The offer was announced yesterday as the online retail giant tries to increase its shipping time from two days to one for Prime members. According to Amazon, the company will cover up to $10,000 in startup costs for employees who are accepted into the program. The offer is open to most part-time and full-time Amazon employees, including warehouse workers who pack and ship orders. Whole Foods employees are not eligible.
Amazon won’t say how many employees it anticipates will take advantage of the offer. The new incentive is part of a program Amazon started a year ago that lets anyone apply to launch an independent Amazon delivery business. The expansion is an effort by Amazon to control more of its deliveries, rather than rely on UPS, the post office or other carriers.
At the same time, Amazon is rolling out machines to automate a job held by thousands of its workers: boxing up customer orders, according to Reuters.
In recent years, the company has added technology that scans goods coming down a conveyor belt and envelopes them seconds later in boxes custom-built for each item. Now Amazon is considering putting two machines at more fulfillment centers, which would eliminate approximately 24 roles at each one, the report said. Amazon typically employs more than 2,000 people at single facility, and that would amount to more than 1,300 cuts across 55 U.S. fulfillment centers for standard-size inventory.
Amazon expects to recover the investment costs of the machines in less than two years. The unannounced plan shows how Amazon is pushing to reduce labor costs and boost profits as it automates one of the most common warehouse tasks—picking up an item.

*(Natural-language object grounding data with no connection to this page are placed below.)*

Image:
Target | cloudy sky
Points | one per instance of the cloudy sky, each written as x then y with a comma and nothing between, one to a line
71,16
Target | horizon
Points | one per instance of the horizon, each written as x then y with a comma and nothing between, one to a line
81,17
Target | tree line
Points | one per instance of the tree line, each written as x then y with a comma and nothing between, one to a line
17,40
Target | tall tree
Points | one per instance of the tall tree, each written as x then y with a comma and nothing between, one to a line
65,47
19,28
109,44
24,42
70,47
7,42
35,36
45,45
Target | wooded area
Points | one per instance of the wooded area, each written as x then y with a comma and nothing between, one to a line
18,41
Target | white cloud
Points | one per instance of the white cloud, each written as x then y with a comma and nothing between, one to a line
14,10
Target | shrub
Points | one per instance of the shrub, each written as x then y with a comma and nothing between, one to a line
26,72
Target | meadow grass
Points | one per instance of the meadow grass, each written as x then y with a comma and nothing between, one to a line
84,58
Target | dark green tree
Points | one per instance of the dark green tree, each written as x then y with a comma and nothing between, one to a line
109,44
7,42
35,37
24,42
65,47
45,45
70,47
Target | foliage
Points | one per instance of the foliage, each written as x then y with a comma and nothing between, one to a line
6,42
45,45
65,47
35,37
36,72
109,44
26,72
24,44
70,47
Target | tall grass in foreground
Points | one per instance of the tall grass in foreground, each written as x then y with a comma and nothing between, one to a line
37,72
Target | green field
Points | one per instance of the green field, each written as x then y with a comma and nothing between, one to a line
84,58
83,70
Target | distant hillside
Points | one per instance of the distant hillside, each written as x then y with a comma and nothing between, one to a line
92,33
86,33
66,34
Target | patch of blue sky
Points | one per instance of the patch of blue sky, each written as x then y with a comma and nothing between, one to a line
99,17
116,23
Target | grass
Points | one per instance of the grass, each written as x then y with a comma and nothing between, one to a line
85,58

The new machines, known as the CartonWrap from Italian firm CMC Srl, can pack boxes much faster than humans. They crank out 600 to 700 boxes per hour, or four to five times the rate of a human packer, sources said. A machine requires one person to load customer orders, another to stock cardboard and glue and a technician to fix jams on occasion.
Amazon is not alone in testing CMC's packing technology. JD.com Inc. and Shutterfly Inc. have used the machines, as has Walmart Inc., according to a person familiar with its pilot.